"""Code related to general math expressions."""
import collections
import dataclasses
import itertools
import random
import sys
from typing import Optional, Sequence, Dict

import numpy as np
import sympy as sp

from . import constants
from . import conversion_util
from . import sympy_util as sp_util
from . import trees
from .misc_util import timeout, TimeoutError

from .cas import cas_abcs
from .cas import sympy_cas


OPERATOR_ARITIES = constants.OPERATOR_ARITIES
SUPPORTED_OPERATORS = constants.SUPPORTED_OPERATORS

DEFAULT_OPERATOR_WEIGHTS = constants.DEFAULT_OPERATOR_WEIGHTS

ALL_SYMPY_REWRITE_FUNCTIONS = constants.ALL_SYMPY_REWRITE_FUNCTIONS


@dataclasses.dataclass
class LeafProbabilities:
    p_variable: float = 0.75
    p_coefficient: float = 0.0
    p_integer: float = 0.25
    p_constant: float = 0.0

    def __post_init__(self):
        # Normal such that the probabilities sum to zero.
        total = self.p_variable + self.p_coefficient + self.p_integer + self.p_constant
        self.p_variable /= total
        self.p_coefficient /= total
        self.p_integer /= total
        self.p_constant /= total

    def sample(self) -> str:
        choices = ['variable', 'coefficient', 'integer', 'constant']
        p = [self.p_variable, self.p_coefficient, self.p_integer, self.p_constant]
        choice, = random.choices(choices, p)
        return choice


class ExpressionGenerator:

    def __init__(
        self,
        # TODO: Add default for most of these without defaults.
        max_ops: int,
        operator_weights: Optional[Dict[str, float]] = None,
        leaf_probabilities: LeafProbabilities = LeafProbabilities(),
        constant_names: Sequence[str] = ('pi', 'E'),
        # NOTE: There might be issues with stuff when we have more than 1 variable.
        variable_names: Sequence[str] = ('x',),
        n_coefficients: int = 10,
        max_int: int = 10_000,
        rewrite_functions: Sequence[str] = ALL_SYMPY_REWRITE_FUNCTIONS,
        cas: Optional[cas_abcs.CasAbc] = None,
    ):
        if operator_weights is None:
            operator_weights = DEFAULT_OPERATOR_WEIGHTS

        if cas is None:
            cas = sympy_cas.SympyCas()
        self.cas = cas

        self.max_ops = max_ops
        self.max_int = max_int

        self.rewrite_functions = rewrite_functions
        assert len(self.rewrite_functions) == len(set(self.rewrite_functions))
        assert all(f in ALL_SYMPY_REWRITE_FUNCTIONS for f in self.rewrite_functions)

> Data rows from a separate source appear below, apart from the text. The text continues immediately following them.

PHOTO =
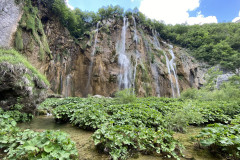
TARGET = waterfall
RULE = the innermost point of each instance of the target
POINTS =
(68, 85)
(124, 77)
(156, 78)
(135, 38)
(172, 69)
(154, 66)
(92, 56)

        ###################################################
        # Set up operators.

        assert len(operator_weights) >= 1 and all(o in SUPPORTED_OPERATORS for o in operator_weights.keys())

        self.all_ops = [o for o in operator_weights.keys()]
        self.una_ops = [o for o in operator_weights.keys() if OPERATOR_ARITIES[o] == 1]
        self.bin_ops = [o for o in operator_weights.keys() if OPERATOR_ARITIES[o] == 2]

        self.all_ops_probs = np.array([w for _, w in operator_weights.items()]).astype(np.float64)
        self.una_ops_probs = np.array([w for o, w in operator_weights.items() if OPERATOR_ARITIES[o] == 1]).astype(np.float64)
        self.bin_ops_probs = np.array([w for o, w in operator_weights.items() if OPERATOR_ARITIES[o] == 2]).astype(np.float64)

        self.all_ops_probs /= self.all_ops_probs.sum()
        self.una_ops_probs /= self.una_ops_probs.sum()
        self.bin_ops_probs /= self.bin_ops_probs.sum()

        assert len(self.all_ops) == len(set(self.all_ops)) >= 1
        assert set(self.all_ops).issubset(SUPPORTED_OPERATORS)
        assert len(self.all_ops) == len(self.una_ops) + len(self.bin_ops)

        ###################################################
        # Set up symbols / elements.
    
        self.digits = [str(i) for i in range(10)]
        self.constants = constant_names
        self.variables = collections.OrderedDict(
            (v, sp.Symbol(v, real=True, nonzero=True))
            for v in variable_names
        )
        self.coefficients = collections.OrderedDict({
            f'a{i}': sp.Symbol(f'a{i}', real=True)
            for i in range(n_coefficients)
        })

        self.d_variable, = itertools.islice(self.variables.values(), 1)

        self.all_leaf_symbols = frozenset(itertools.chain(
            self.variables.keys(), self.constants, self.coefficients.keys()))

        self.n_variables = len(self.variables)
        self.n_coefficients = len(self.coefficients)

        # SymPy elements
        self.local_dict = {}
        for k, v in list(self.variables.items()) + list(self.coefficients.items()):
            assert k not in self.local_dict
            self.local_dict[k] = v

        ####################################################
        # Other stuff.

        self.leaf_probabilities = leaf_probabilities
        self.n_leaves = self._compute_n_leaves()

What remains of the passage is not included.